Griffin looked down into Helen’s face. “Everything okay?”
She nodded. “I feel like I was taken apart and put back together slightly askew, but other than that, I think I’m fine.”
He smiled. “You’ll get used to it. And eventually we’ll teach you how to do it yourself, so you won’t have to depend on us to get you from place to place safely.”
Helen wasn’t certain she wanted to disappear into the light all alone, hoping she would show up at the right place a moment later. But she didn’t get the chance to say it aloud. A second later, Griffin surprised her by taking her hand and leading her across the street after Darius.
THIRTEEN
They made for a massive building of deteriorating brick. Two nights ago, Helen would never have imagined that she would be an orphan, living in the home of two brothers she hardly knew, crossing a deserted street in the middle of the night, and feeling more secure in shadows than she did in the light.

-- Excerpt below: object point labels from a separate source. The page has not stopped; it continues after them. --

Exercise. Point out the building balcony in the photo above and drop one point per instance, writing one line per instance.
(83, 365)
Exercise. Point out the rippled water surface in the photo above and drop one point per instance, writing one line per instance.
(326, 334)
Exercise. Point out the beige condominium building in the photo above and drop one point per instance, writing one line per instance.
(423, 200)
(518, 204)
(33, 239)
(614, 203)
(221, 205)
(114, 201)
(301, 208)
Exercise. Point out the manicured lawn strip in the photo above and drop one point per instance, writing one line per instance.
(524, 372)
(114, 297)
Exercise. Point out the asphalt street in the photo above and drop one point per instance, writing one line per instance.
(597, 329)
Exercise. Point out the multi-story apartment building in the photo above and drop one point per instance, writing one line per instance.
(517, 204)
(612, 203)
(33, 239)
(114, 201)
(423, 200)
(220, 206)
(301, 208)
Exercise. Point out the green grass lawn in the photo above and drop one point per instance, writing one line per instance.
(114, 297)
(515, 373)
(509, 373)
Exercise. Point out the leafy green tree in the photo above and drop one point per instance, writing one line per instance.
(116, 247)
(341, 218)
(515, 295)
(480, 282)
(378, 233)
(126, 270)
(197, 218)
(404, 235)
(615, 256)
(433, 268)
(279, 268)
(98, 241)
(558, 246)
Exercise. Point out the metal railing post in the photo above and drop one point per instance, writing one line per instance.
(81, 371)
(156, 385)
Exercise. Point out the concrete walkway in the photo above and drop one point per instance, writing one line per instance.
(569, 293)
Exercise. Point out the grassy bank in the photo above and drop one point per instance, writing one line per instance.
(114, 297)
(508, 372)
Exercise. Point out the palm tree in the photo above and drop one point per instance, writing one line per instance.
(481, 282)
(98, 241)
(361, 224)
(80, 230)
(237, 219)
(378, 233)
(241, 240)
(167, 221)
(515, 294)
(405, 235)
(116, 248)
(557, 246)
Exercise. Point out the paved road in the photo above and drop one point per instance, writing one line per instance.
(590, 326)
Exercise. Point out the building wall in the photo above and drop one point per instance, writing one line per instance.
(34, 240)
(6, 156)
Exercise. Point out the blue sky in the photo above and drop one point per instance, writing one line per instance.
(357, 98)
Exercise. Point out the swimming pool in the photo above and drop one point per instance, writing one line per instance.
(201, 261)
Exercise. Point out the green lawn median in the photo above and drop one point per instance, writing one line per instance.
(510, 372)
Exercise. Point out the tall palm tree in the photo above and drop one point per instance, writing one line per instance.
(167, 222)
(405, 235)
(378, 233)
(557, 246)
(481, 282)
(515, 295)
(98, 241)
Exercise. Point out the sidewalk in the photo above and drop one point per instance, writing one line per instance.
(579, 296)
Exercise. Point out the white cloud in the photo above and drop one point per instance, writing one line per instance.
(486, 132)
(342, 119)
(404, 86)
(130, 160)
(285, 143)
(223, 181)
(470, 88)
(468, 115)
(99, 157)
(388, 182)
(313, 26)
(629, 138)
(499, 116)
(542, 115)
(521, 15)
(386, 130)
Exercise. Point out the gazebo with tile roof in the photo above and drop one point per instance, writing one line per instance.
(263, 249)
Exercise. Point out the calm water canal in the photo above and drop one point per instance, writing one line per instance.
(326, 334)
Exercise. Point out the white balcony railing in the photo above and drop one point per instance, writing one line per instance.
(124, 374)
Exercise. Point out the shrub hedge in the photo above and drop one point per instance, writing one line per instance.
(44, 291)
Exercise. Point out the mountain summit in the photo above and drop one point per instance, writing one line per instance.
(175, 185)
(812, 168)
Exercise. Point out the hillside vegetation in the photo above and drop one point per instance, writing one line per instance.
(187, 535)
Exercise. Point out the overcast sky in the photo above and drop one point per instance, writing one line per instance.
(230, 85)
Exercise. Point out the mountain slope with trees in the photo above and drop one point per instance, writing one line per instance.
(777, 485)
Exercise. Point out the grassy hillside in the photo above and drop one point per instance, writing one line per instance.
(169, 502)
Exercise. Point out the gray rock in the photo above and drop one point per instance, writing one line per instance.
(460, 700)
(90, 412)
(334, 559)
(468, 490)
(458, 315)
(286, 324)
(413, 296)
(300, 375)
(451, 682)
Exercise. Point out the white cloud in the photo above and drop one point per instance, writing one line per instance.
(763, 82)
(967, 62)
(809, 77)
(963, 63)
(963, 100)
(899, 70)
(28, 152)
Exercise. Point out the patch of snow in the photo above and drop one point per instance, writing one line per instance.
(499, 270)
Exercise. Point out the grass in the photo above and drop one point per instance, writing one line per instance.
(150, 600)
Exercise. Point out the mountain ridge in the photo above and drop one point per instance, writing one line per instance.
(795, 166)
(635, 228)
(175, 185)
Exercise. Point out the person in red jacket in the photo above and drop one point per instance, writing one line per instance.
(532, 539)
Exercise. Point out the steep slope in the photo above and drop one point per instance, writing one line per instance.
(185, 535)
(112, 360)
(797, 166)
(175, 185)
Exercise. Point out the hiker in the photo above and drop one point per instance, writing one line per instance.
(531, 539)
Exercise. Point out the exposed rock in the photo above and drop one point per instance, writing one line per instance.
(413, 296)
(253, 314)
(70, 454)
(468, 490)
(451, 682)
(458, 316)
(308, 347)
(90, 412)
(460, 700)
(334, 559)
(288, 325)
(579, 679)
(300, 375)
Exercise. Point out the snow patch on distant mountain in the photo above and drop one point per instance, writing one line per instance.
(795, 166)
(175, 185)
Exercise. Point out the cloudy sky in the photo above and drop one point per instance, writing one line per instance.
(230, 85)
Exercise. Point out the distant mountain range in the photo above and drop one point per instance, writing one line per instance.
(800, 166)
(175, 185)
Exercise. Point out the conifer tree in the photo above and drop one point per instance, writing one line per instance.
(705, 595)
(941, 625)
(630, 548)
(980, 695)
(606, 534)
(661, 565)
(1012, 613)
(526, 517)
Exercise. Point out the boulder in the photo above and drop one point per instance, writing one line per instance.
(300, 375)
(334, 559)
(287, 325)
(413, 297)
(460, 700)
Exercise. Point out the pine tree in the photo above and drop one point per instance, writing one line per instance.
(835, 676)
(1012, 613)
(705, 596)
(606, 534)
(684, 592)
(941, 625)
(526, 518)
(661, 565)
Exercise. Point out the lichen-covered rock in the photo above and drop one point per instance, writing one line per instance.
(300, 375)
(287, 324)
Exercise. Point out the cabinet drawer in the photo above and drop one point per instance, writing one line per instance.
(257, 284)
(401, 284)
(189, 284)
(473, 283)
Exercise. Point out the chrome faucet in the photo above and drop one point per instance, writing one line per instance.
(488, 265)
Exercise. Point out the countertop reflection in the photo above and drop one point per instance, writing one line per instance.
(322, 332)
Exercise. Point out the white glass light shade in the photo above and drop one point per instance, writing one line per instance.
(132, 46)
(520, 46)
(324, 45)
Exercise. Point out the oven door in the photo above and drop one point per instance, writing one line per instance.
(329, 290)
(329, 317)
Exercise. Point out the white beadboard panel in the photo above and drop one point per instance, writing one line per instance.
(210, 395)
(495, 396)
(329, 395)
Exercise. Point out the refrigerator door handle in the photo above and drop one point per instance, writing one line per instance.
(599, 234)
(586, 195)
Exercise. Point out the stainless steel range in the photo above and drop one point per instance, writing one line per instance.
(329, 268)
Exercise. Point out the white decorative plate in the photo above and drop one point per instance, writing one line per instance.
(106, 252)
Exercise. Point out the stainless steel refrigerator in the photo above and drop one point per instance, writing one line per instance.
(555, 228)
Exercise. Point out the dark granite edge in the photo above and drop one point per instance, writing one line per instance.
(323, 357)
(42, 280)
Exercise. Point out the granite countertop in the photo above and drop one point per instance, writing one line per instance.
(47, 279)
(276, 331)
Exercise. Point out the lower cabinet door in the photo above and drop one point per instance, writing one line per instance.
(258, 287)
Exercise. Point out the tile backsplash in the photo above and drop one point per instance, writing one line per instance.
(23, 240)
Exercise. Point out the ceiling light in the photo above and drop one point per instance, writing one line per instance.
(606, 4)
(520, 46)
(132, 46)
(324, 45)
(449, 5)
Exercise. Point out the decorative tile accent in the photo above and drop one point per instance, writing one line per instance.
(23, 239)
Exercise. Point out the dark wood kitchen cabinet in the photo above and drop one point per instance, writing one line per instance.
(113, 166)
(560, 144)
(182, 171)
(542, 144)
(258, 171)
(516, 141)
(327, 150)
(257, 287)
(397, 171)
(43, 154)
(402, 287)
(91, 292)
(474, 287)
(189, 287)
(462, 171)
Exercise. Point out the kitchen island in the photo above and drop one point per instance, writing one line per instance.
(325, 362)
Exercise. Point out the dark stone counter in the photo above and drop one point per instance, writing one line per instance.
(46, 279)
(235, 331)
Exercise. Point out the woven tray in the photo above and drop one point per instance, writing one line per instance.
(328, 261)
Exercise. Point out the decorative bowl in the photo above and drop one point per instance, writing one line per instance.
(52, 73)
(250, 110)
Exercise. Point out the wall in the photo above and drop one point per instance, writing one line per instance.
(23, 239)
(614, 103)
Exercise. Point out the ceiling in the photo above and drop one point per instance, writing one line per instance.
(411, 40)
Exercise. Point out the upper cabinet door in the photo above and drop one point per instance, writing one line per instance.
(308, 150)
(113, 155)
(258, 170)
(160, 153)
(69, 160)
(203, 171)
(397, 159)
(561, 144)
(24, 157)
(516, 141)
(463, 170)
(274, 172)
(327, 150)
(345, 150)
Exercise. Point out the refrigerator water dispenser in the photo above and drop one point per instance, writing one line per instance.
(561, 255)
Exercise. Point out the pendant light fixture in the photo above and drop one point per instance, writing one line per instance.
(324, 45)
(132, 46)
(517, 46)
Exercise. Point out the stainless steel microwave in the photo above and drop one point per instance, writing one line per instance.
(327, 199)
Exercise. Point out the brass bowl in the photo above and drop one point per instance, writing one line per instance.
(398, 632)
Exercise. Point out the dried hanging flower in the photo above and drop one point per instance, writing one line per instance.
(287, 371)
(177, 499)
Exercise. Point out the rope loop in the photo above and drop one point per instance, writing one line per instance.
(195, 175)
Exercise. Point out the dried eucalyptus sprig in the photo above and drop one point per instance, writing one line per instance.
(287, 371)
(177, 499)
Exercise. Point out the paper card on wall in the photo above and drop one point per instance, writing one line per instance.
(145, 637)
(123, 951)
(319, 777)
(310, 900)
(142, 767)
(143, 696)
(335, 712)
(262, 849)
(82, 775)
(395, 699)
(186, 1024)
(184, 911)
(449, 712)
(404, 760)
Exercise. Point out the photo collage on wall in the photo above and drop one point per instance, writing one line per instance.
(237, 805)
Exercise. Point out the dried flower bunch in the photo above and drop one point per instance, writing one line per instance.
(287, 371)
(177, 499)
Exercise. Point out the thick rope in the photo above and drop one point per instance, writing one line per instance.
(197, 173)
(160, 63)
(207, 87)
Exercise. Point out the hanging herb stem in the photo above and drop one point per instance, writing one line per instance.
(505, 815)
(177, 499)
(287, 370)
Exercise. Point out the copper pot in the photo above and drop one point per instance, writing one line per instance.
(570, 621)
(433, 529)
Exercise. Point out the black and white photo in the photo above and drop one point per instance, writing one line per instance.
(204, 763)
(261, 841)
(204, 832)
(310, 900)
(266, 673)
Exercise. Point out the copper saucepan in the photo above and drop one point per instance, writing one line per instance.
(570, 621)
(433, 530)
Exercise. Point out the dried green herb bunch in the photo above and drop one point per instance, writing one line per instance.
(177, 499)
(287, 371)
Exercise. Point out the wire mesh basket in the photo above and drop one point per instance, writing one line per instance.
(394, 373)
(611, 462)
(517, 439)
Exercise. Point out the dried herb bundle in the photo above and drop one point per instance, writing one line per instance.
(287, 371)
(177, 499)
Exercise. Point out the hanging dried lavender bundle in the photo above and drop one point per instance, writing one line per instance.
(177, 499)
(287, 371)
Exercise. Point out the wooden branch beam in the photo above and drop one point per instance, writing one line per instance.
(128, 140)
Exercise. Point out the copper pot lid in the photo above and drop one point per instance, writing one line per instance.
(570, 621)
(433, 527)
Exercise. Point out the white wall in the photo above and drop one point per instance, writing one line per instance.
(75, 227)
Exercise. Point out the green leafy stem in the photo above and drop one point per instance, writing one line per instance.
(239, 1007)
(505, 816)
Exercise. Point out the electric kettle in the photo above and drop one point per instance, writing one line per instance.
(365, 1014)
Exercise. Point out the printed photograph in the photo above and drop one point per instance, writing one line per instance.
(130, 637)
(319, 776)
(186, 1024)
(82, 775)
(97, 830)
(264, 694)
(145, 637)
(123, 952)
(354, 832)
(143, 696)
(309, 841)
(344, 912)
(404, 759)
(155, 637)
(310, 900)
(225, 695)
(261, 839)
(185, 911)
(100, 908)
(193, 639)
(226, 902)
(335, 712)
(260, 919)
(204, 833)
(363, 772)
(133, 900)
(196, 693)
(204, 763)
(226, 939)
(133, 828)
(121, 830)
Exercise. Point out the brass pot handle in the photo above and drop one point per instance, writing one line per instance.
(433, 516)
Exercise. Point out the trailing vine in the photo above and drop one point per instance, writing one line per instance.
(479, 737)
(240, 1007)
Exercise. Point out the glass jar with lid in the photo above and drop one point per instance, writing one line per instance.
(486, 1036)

Things had become very strange, indeed.
Griffin leaned down and whispered, “Stay close to me.”
Helen nodded.
His eyes met hers. “I mean it, Helen.”
“I know!” she whispered emphatically, wondering if he thought her a complete idiot.
She looked up, noting the darkness as they reached the other side of the street. There were four darkened streetlamps in front of the building. Their glass covers were broken. Helen thought it no accident they weren’t in working order.
The street may be in decline, but the lamps on the other side were working well enough.